Commissioners discuss future of recycling center
Saying that the recycling center was ripe for financial review while offering a lot of potential, Isabella County’s new administrator asked the board of commissioners to get behind studying the facility’s future.
“In order to go for any type of grant dollars, we would need to have that feasibility study completed,” Nicole Frost told commissioners during her first report as the county’s new administrator. “We need to know the data. To think about a regionalization effort, we need to know the volume of recyclables in our region.
“Those things would come from a feasibility study.”
Commissioners took no formal action, but their words were supportive of the idea. Frank Engler, a District 2 Republican from Chippewa Township, was one.
“There are opportunities there,” said Engler, generally considered the county commission’s expert on recycling. “You probably don’t want it to stay the way it is. There probably does need to be some changes.”

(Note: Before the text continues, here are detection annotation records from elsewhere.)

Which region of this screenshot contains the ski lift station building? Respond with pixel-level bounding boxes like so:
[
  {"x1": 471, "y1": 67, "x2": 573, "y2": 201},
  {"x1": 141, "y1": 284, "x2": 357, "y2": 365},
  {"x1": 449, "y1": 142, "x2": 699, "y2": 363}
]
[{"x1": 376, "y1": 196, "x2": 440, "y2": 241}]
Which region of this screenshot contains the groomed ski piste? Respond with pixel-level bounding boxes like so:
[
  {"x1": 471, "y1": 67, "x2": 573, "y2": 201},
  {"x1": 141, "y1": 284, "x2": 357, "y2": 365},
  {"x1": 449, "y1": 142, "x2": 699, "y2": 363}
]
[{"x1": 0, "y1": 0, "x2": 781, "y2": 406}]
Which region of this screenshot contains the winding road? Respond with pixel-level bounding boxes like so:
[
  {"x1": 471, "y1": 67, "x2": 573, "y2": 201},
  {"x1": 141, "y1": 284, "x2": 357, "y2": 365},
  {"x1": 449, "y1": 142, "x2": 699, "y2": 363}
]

During an interview last week, Frost said that the MRF still operates largely the way it did when it first opened in the early 90s.
“The only thing left from the 90s about recycling is the guilt,” she said in an interview last week.
Such a study would look at the possibility to change the way the MRF operates so that it is easier for waste haulers to bring recycled materials from a larger geography. It would require an up
front investment, but the facility could also bring in additional money.
Currently, waste haulers are paying the facility to drop off materials, which are bundled and sold. Currently, prices for cardboard and plastic are good, owing to the pandemic.
What holds it back is that the way the MRF operates, it requires some pre-sorting of waste.
If haulers could bring everything jumbled together, it could make it a more attractive destination rather than paying to take it to Grand Rapids and other places.
It would also help the county from a budget standpoint. Last year, Isabella County subsidized MRF operations with $450,000 from its general fund. County Commission Vice Chairman Jim Horton, a District 4 Republican from Union Township, said that amount has increased over the years.
During her presentation, Frost asked if commissioners should stand an ad hoc committee to handle
it. During his comments, Horton said that the existing committee structure offered an appropriate framework.
“You already have a group together subject to Open Meetings (Act), things like that,” he said. “I really like the idea of doing that.”
The MRF is jointly owned by the county and Mt. Pleasant, although its employees fall under the county.